The alternative NHEJ pathway MMEJ is promoted in the absence of c-NHEJ factors and involves the alignment of microhomologies at the DSB site (Seol et al., 2018). DNA ends are bound by PARP1 (potentially competing with Ku proteins; Wang et al., 2006; Cheng et al., 2011). Following DNA binding, PARP1 gets activated and poly-ADP-ribosylates itself and various targets in the vicinity leading to more accessible chromatin (Polo and Jackson, 2011; Beck et al., 2014). Subsequently, the MRE11-complex is recruited to process the DNA and prepares them for ligation via Ligase I or Ligase III.

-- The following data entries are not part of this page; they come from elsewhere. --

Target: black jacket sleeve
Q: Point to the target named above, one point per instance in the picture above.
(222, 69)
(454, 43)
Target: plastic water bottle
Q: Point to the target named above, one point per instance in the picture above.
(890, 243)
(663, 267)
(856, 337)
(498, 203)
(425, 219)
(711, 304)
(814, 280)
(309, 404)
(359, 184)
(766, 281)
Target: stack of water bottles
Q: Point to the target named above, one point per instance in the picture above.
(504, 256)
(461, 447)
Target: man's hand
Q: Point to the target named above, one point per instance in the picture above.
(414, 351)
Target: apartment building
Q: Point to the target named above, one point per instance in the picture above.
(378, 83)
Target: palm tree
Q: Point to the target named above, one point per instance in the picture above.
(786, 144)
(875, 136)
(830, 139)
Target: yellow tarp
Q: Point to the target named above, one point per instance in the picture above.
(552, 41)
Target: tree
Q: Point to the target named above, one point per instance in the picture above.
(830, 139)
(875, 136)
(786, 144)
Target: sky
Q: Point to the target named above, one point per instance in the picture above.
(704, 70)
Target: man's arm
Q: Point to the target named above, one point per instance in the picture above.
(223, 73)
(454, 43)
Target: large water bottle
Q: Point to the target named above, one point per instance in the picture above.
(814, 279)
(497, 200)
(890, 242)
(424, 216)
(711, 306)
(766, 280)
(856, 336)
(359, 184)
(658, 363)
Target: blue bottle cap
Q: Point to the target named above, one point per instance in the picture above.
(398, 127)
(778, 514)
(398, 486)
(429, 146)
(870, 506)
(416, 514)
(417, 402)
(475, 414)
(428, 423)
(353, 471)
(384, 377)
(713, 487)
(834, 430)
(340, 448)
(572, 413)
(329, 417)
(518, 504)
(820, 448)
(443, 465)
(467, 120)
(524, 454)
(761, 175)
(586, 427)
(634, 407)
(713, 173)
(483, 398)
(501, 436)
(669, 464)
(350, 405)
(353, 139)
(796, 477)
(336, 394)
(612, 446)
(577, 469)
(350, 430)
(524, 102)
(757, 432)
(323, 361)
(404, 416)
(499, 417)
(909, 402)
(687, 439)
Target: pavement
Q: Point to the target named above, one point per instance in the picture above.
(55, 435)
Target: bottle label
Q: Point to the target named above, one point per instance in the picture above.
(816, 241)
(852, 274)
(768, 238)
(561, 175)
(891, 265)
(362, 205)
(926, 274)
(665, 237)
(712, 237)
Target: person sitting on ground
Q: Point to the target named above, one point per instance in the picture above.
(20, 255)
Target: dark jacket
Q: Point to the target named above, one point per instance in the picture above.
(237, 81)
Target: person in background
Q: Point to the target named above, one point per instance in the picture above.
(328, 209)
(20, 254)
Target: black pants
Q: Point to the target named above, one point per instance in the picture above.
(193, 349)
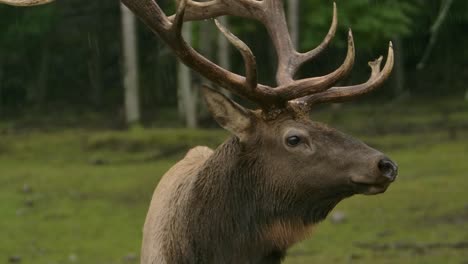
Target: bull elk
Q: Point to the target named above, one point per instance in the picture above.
(280, 173)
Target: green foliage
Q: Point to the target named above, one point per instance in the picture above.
(81, 195)
(373, 21)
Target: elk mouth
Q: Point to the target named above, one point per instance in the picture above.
(368, 188)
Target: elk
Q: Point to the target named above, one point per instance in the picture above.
(280, 173)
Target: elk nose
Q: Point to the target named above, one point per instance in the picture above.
(388, 168)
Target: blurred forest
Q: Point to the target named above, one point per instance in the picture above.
(75, 184)
(68, 56)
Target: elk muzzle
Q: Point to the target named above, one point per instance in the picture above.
(383, 175)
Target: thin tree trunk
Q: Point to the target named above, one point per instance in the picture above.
(224, 59)
(399, 81)
(130, 66)
(37, 91)
(94, 62)
(1, 86)
(187, 98)
(94, 70)
(293, 21)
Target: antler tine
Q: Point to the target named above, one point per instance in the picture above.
(249, 58)
(304, 87)
(312, 54)
(337, 94)
(170, 32)
(214, 8)
(25, 2)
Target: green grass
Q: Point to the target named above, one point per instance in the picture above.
(90, 190)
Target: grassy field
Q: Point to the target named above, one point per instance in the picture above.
(81, 195)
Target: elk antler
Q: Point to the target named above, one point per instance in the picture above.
(25, 2)
(271, 14)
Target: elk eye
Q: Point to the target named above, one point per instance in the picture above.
(293, 141)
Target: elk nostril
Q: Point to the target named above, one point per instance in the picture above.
(388, 169)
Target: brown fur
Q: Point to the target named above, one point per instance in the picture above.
(254, 196)
(284, 234)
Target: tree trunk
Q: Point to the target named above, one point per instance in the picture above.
(187, 99)
(224, 59)
(130, 66)
(399, 79)
(94, 61)
(293, 21)
(37, 90)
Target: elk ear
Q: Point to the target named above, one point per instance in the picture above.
(229, 115)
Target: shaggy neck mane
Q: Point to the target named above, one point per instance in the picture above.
(235, 212)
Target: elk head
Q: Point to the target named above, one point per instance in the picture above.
(310, 155)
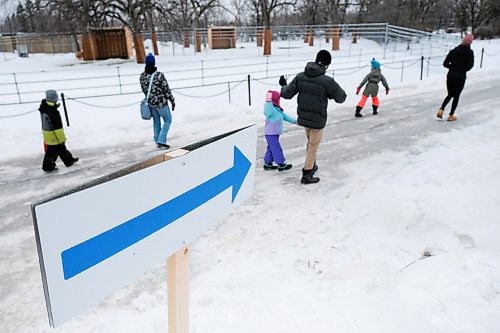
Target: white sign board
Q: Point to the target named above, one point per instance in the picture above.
(94, 241)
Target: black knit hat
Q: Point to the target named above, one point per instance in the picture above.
(324, 58)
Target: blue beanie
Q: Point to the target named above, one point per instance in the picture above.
(150, 60)
(375, 64)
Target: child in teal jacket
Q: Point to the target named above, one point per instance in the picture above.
(272, 130)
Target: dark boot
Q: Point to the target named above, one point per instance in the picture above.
(284, 166)
(315, 168)
(269, 166)
(358, 112)
(308, 177)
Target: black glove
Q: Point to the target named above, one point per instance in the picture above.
(282, 81)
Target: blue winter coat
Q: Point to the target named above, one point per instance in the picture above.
(274, 119)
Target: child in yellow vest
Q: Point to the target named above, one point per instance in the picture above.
(373, 78)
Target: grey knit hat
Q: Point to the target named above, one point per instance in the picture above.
(51, 96)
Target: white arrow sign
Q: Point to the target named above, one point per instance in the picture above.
(95, 240)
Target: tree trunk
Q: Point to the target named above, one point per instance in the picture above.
(154, 40)
(140, 52)
(267, 41)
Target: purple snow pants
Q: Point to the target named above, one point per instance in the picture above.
(274, 153)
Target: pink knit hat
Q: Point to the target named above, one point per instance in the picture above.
(274, 97)
(468, 39)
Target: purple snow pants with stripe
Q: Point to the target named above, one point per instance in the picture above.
(274, 153)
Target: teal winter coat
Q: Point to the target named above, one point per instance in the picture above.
(274, 119)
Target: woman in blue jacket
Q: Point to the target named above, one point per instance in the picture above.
(272, 130)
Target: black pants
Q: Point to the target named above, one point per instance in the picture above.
(51, 155)
(455, 87)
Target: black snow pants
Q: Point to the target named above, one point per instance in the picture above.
(455, 87)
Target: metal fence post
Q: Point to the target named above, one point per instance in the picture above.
(267, 66)
(421, 67)
(402, 69)
(386, 37)
(202, 76)
(65, 110)
(482, 53)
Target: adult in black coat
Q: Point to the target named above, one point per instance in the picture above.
(459, 61)
(314, 89)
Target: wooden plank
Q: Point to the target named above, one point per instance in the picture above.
(178, 291)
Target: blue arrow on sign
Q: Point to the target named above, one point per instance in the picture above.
(81, 257)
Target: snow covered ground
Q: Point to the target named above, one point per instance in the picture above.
(400, 235)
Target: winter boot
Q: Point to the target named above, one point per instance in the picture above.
(269, 166)
(284, 166)
(358, 112)
(308, 177)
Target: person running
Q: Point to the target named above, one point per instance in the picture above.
(459, 61)
(314, 89)
(371, 80)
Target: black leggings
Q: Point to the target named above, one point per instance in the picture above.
(455, 87)
(52, 153)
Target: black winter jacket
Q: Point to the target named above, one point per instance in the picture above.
(52, 128)
(459, 61)
(160, 91)
(314, 89)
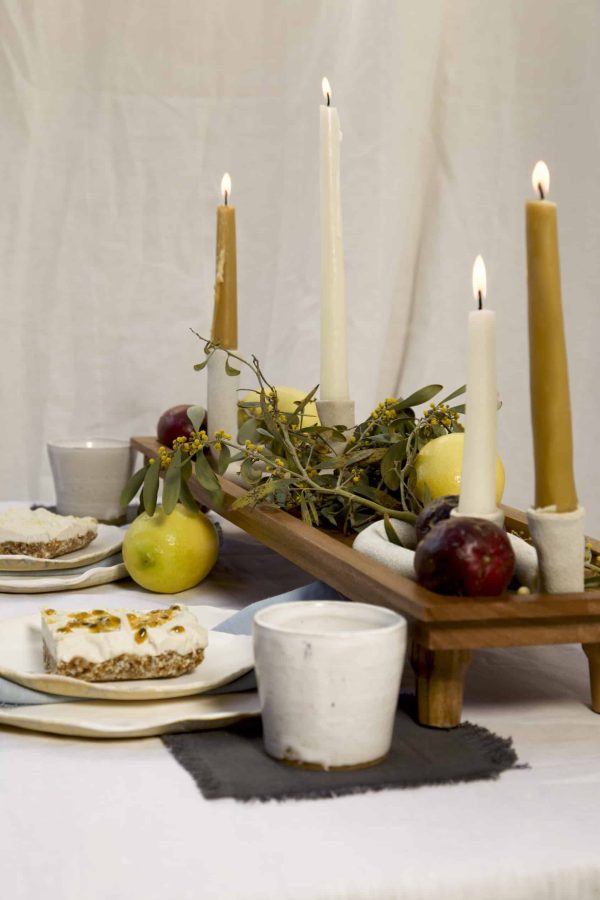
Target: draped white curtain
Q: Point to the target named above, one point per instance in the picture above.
(118, 119)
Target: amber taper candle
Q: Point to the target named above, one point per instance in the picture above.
(224, 328)
(549, 377)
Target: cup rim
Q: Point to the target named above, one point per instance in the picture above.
(91, 443)
(261, 618)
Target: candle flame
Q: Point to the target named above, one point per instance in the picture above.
(479, 280)
(540, 178)
(226, 187)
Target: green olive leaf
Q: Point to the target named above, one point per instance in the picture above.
(172, 483)
(390, 531)
(229, 368)
(150, 489)
(454, 394)
(132, 486)
(224, 459)
(187, 498)
(420, 396)
(196, 415)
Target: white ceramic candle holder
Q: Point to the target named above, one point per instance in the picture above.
(560, 543)
(221, 397)
(328, 679)
(374, 543)
(336, 412)
(526, 562)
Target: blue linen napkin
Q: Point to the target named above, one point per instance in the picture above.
(12, 694)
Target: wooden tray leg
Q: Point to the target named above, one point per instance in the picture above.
(440, 684)
(592, 651)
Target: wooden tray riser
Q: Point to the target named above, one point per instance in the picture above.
(444, 630)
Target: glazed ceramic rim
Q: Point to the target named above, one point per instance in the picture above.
(264, 618)
(90, 444)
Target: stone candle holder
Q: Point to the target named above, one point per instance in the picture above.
(559, 540)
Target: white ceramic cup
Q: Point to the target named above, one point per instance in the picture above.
(328, 679)
(89, 476)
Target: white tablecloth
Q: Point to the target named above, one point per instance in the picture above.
(102, 820)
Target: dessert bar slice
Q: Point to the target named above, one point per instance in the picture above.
(41, 533)
(122, 645)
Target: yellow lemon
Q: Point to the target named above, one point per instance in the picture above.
(439, 465)
(287, 398)
(170, 553)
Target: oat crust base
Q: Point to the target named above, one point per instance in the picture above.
(47, 549)
(127, 666)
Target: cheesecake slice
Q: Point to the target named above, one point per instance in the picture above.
(40, 533)
(122, 645)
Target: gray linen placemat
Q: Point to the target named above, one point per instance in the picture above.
(232, 762)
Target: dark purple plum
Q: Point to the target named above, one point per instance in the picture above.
(174, 423)
(436, 511)
(466, 557)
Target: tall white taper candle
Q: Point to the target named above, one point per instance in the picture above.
(478, 479)
(334, 354)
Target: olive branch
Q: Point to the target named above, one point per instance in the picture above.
(332, 477)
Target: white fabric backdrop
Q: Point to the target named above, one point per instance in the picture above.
(119, 118)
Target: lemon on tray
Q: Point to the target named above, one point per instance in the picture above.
(438, 466)
(287, 399)
(170, 553)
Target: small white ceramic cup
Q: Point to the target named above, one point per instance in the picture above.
(328, 679)
(89, 476)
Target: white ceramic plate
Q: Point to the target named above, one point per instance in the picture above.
(105, 719)
(42, 582)
(107, 541)
(227, 657)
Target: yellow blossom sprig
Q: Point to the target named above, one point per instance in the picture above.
(342, 480)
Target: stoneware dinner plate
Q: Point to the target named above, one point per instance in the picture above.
(227, 657)
(102, 572)
(108, 541)
(106, 719)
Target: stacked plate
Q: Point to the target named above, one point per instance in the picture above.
(98, 563)
(125, 709)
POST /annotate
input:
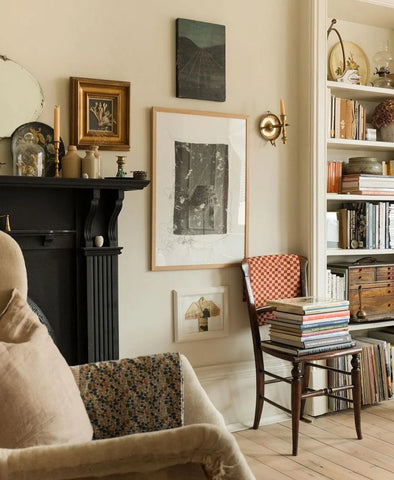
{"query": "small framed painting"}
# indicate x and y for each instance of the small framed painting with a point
(100, 113)
(201, 314)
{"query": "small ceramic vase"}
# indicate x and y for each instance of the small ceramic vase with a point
(71, 163)
(95, 149)
(90, 165)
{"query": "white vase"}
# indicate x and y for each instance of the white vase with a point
(71, 163)
(90, 165)
(386, 134)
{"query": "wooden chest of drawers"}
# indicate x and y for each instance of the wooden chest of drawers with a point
(369, 288)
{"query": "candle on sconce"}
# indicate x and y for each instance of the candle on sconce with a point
(282, 107)
(56, 124)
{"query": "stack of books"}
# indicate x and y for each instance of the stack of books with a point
(306, 325)
(366, 184)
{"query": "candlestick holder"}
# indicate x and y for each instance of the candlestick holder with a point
(57, 148)
(271, 126)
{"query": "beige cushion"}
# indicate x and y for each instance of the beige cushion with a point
(40, 403)
(13, 270)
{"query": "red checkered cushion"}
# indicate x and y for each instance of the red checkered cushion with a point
(272, 277)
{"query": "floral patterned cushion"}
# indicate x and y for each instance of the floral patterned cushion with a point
(137, 395)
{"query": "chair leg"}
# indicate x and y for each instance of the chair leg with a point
(260, 386)
(296, 392)
(356, 381)
(305, 385)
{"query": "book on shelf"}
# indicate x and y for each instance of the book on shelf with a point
(366, 224)
(311, 318)
(309, 334)
(363, 181)
(308, 305)
(311, 343)
(334, 176)
(309, 326)
(307, 351)
(347, 119)
(375, 369)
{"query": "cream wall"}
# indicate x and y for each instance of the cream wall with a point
(134, 40)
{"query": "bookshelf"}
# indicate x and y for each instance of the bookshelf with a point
(366, 23)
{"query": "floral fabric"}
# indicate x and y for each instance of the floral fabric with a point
(137, 395)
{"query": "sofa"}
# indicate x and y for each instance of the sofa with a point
(142, 418)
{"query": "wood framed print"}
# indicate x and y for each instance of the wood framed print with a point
(100, 113)
(201, 314)
(200, 60)
(199, 189)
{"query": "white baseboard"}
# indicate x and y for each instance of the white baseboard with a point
(232, 389)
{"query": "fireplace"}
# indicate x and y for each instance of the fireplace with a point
(74, 282)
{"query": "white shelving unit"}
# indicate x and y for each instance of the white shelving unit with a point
(366, 23)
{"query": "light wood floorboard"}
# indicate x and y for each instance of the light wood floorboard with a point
(328, 447)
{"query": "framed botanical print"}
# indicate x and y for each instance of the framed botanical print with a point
(100, 113)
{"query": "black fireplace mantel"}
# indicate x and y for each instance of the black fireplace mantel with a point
(73, 281)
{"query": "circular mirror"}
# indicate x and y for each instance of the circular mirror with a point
(21, 98)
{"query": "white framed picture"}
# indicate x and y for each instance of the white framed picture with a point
(200, 314)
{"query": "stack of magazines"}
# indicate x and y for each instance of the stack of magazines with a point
(307, 325)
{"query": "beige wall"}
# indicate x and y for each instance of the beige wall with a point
(134, 40)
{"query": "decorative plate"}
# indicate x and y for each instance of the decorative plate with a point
(43, 135)
(355, 59)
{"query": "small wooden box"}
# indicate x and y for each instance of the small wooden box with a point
(369, 289)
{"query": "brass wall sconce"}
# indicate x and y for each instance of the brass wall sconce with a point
(271, 126)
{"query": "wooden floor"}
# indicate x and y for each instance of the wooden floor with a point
(328, 447)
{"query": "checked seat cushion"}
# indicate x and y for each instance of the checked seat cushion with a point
(273, 277)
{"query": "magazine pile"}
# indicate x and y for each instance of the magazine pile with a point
(307, 325)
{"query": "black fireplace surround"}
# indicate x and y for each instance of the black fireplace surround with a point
(75, 283)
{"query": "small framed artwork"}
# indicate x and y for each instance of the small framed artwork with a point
(199, 194)
(201, 314)
(200, 60)
(100, 113)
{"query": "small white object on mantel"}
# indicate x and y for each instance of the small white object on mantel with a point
(99, 241)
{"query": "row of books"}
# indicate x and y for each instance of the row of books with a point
(377, 368)
(308, 325)
(336, 285)
(347, 119)
(367, 225)
(365, 184)
(334, 176)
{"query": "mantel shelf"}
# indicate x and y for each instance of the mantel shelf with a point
(125, 184)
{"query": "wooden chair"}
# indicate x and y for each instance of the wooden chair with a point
(285, 276)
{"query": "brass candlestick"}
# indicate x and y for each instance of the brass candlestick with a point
(57, 148)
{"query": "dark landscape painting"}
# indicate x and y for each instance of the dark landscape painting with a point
(200, 60)
(201, 188)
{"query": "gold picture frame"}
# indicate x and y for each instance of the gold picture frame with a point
(100, 113)
(199, 189)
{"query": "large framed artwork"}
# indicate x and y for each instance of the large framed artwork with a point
(100, 113)
(199, 189)
(201, 314)
(200, 60)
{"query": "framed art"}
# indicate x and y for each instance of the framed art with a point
(199, 189)
(200, 60)
(201, 314)
(100, 113)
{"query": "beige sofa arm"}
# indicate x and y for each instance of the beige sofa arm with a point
(198, 408)
(133, 457)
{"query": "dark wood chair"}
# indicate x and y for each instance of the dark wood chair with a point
(285, 276)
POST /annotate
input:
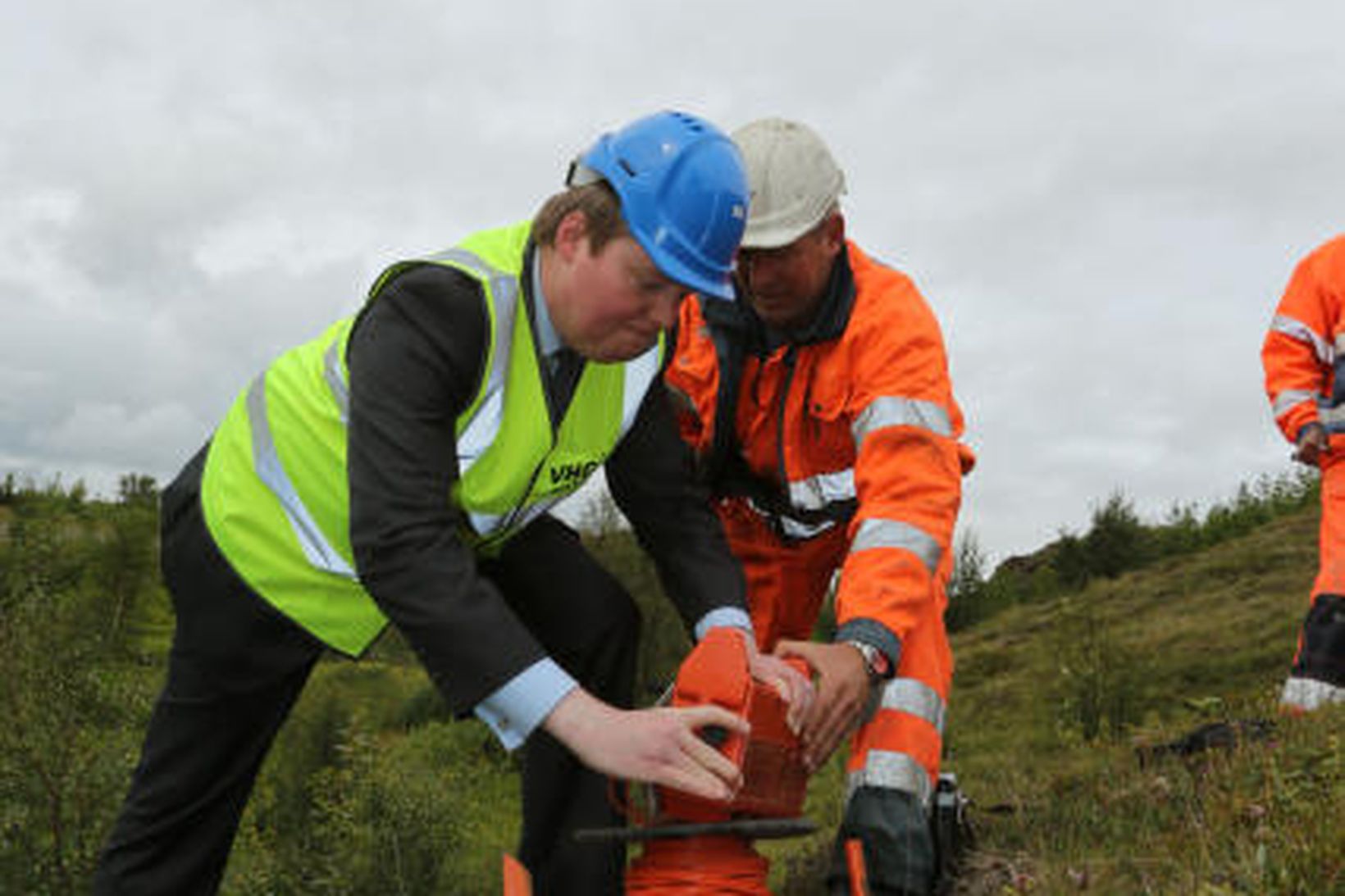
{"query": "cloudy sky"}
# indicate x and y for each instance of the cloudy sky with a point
(1101, 201)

The counterparts of most NHEJ proteins have been identified and characterized in plants (Bleuyard et al., 2006; Charbonnel et al., 2011). For instance, LIGASE4 is a well-conserved hallmark factor, also in plants, in the c-NHEJ DNA repair pathway (Friesner and Britt, 2003). MRE11 and its complex partners have also been identified and characterized in plants, and they together are required for both HR and MMEJ. Importantly, no homologs of DNA-PK and Ligase III and some further factors have been identified in plant genomes (Manova and Gruszka, 2015; Yoshiyama, 2016), highlighting some fundamental differences in the DNA damage response in plants and other organisms.

Homologous Recombination

In contrast, DNA DSB repair via the HR pathway preserves sequence integrity. Following DSB formation (see above), initiation of HR depends on the localization of the Mre11-Rad50-Nbs1/Xrs2 (MRN/X) complex and its partner CtIP/Sae2/Com1 to the DSB sites (Wright et al., 2018). The MRN complex bridges the two ends, is involved in DNA end processing, and recruits further processing proteins (e.g., a 5' to 3' exo-nuclease). The nucleolytic activities yield a 3' ssDNA overhang, competent to invade dsDNA to probe for a homologous repair template. In addition, the MRN/X complex recruits the DNA damage kinase ATM/Tel1 which phosphorylates a large number of downstream targets (including Rad9, Rad17, Rad53, Rpa1, Xrs1 Com1/Sae2, and Exo1) involved in DNA repair and checkpoint control (Clerici et al., 2005; Roitinger et al., 2015). The ssDNA ends are coated with the replication protein A (RPA), thereby stimulating the recruitment of recombinases [in yeast via Rad52; in higher eukaryotes via BRCA2 (Krogh and Symington, 2004)]. The recombinase Rad51 (and in meiosis its relative Dmc1; see below) mediates subsequent strand invasion to probe for homologue sequences, assisted and stimulated by a battery of accessory proteins (Sung et al., 2003; Chan et al., 2019). In S/G2, the cell cycle stage during which HR is promoted, the sister chromatid and the chromatids of the homologous chromosome are available as repair templates. Following invasion and successful homology check, the invading strand is elongated and the displaced strand captured by the ssDNA overhang at the DSB site. Subsequently, the elongated strands are ligated yielding a double holiday junction (dHJ) that can lead, after resolution, to restoration of the original chromosome or to a cross-over and therefore a mutual exchange of chromosome arms. In case the sister chromatid has been used as a repair template, such an exchange is genetically neutral; in case a chromatid of the homologous chromosome has been used, such an exchange yields a chimeric chromosome. The latter is the desired repair product during meiosis to support meiotic chromosome disjunction and increase genetic diversity (Ohkura, 2015).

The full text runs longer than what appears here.